Afin de s’assurer qu’il n’était pas ivre, le major se pinça si fort qu’un cri lui échappa malgré lui. Cette douleur lui donna la certitude qu’il vivait et agissait en état de veille. Il s’approcha tout doucement de la glace et ferma d’abord les yeux, espérant de revoir tout à coup le nez à sa place ordinaire ; mais en les rouvrant, il recula aussitôt :

– Quel vilain aspect ! murmura-t-il.

C’était en effet incompréhensible. Qu’un bouton, une cuiller d’argent, une montre ou quelque chose de semblable eût ainsi disparu, passe ; mais un tel objet, et encore dans son propre appartement !…
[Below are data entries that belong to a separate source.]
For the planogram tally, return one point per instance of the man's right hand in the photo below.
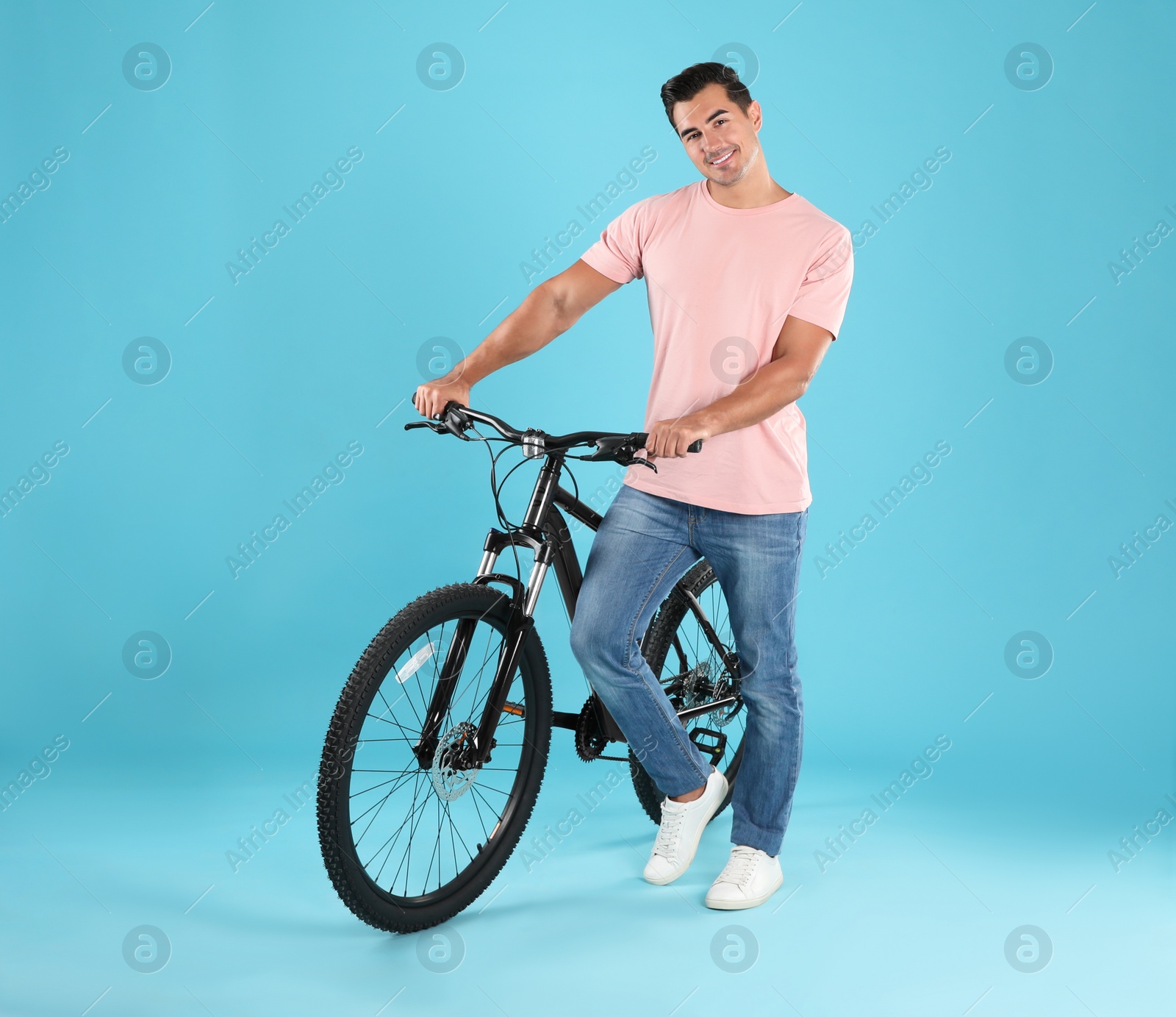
(432, 397)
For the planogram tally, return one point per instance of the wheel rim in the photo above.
(421, 831)
(705, 664)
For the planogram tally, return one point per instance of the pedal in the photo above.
(715, 750)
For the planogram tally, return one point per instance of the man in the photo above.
(748, 285)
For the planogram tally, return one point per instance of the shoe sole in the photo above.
(739, 905)
(667, 879)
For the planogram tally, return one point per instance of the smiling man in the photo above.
(748, 285)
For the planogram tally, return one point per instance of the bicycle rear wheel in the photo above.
(409, 843)
(693, 672)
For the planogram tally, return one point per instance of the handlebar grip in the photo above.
(694, 446)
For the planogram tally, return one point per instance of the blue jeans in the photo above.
(644, 546)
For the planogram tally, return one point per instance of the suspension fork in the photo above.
(523, 605)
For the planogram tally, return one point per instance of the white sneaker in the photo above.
(750, 878)
(680, 831)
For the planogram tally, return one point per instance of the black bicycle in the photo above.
(438, 746)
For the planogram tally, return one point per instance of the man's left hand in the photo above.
(670, 439)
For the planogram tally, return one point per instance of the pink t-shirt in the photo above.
(721, 282)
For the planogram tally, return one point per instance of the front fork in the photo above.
(523, 602)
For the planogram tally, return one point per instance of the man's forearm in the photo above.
(773, 388)
(531, 326)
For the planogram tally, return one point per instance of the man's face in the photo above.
(720, 139)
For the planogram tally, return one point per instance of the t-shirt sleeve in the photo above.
(825, 291)
(617, 253)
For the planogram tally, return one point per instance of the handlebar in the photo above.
(456, 419)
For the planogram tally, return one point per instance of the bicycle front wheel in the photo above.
(409, 842)
(694, 672)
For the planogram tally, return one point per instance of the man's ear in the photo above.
(756, 115)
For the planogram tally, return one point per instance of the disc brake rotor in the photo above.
(448, 781)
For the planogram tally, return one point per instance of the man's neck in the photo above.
(756, 190)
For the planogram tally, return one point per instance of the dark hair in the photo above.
(685, 86)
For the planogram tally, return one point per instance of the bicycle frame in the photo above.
(545, 531)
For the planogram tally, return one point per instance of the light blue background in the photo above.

Le major Kovaliov, après avoir pesé toutes les circonstances, s’était arrêté à la supposition, qui était peut-être la plus proche de la vérité, que la faute de tout cela ne devait s’imputer à nul autre qu’à la femme de l’officier supérieur, Mme Podtotchina, laquelle désirait le voir épouser sa fille. Lui-même lui faisait volontiers la cour, mais il évitait de se déclarer définitivement. Et lorsque la dame lui dit un jour, à brûle-pourpoint, qu’elle voudrait marier sa fille avec lui, il fit doucement machine en arrière, en prétextant qu’il était encore trop jeune, qu’il lui fallait encore servir au moins cinq années pour qu’il eût juste quarante-deux ans. Et voilà pourquoi la femme d’officier supérieur, sans doute par esprit de vengeance, aurait résolu de lui jeter un sort et soudoyé à cet effet des sorcières, parce qu’en aucune façon on ne pouvait admettre que le nez eût été coupé : personne n’était entré dans sa chambre, et quant à Ivan Iakovlievitch, il lui avait fait la barbe le mercredi et, durant cette journée et même tout le jeudi, son nez était là, cela il le savait et se le rappelait très bien. En outre, si tel avait été le cas, il aurait naturellement ressenti une douleur et sans nul doute la plaie ne se serait pas cicatrisée aussi vite et n’eût pas été plate comme une crêpe.

Il se mit à ruminer toutes sortes de projets, ne sachant s’il devait citer la femme d’officier supérieur directement en justice, ou se rendre chez elle et la convaincre de sa mauvaise foi.

Ses réflexions furent interrompues par un jet de lumière qui brilla tout à coup à travers toutes les fentes de la porte et qui lui apprit qu’Ivan venait d’allumer la bougie dans l’antichambre. Bientôt apparut Ivan lui-même, portant devant lui la bougie qui éclaira toute la pièce. Le premier mouvement de Kovaliov fut de saisir un mouchoir et d’en couvrir l’endroit où la veille encore trônait son nez, afin que ce dadais de domestique ne demeurât là bouche bée, en apercevant une telle bizarrerie chez son maître.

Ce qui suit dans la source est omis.